On the meaning of 黙想 (mokuso) and our Dōjō
Recently, a student asked me a wonderful question: what is the right attitude when sitting in seiza before the bell is rung before the start of class?
Mokuso. This is the short meditation that should be the state of a student before the bell is rung. The first kanji, 黙(moku), can be read as “silence, to become silent, stop speaking,” and the second kanji, 想 (so) can be read as “concept, think, thought, idea.” Together the two kanji mokuso are usually translated as meditation.
Sitting still, without chatting, without moving about, is the desired state before class. One lets the thoughts of the day go, the tensions drop. We sit for a few minutes, just being, appreciating the here and now of the moment, allowing mind and body to settle into the earth. We experience gratitude for a dojo that allows us a place to Be, to wake up.
People milling about, talking, laughing before class– this is not the proper attitude to prepare for a martial encounter, for a true encounter with one’s self, one’s teacher, and one’s fellow students.

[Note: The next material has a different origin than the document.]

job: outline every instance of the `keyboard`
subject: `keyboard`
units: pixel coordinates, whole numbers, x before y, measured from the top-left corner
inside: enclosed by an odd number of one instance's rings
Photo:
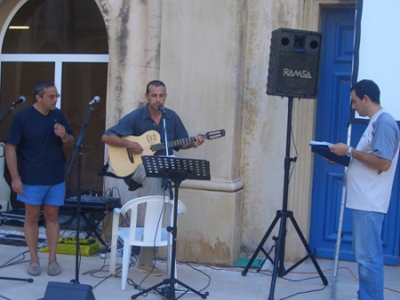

It is important to note that we practice in a dōjō– which literally means a place of the Way. A Way in which to study and reveal ourselves. Our practice at the dōjō starts the moment we open the door and cross the threshold. Entering the doorway, bowing, changing into gi– all of it is part of, or at least a preparation for our mokuso. We do not simply enter into a space– an undefined, generic abstraction that is malleable to our whims and will. We enter a place that has been consecrated in the Shintō tradition, the Zen tradition, and blessed by Chiba Sensei as well. It is a place of refuge, and a place of danger for the ego. It is a dōjō, and should be thought of as such.
When we understand exactly where we are practicing, and what the intention of a dōjō is– a place to walk the Way and to awaken– we will immediately have the right attitude and bearing: before, during, and after class.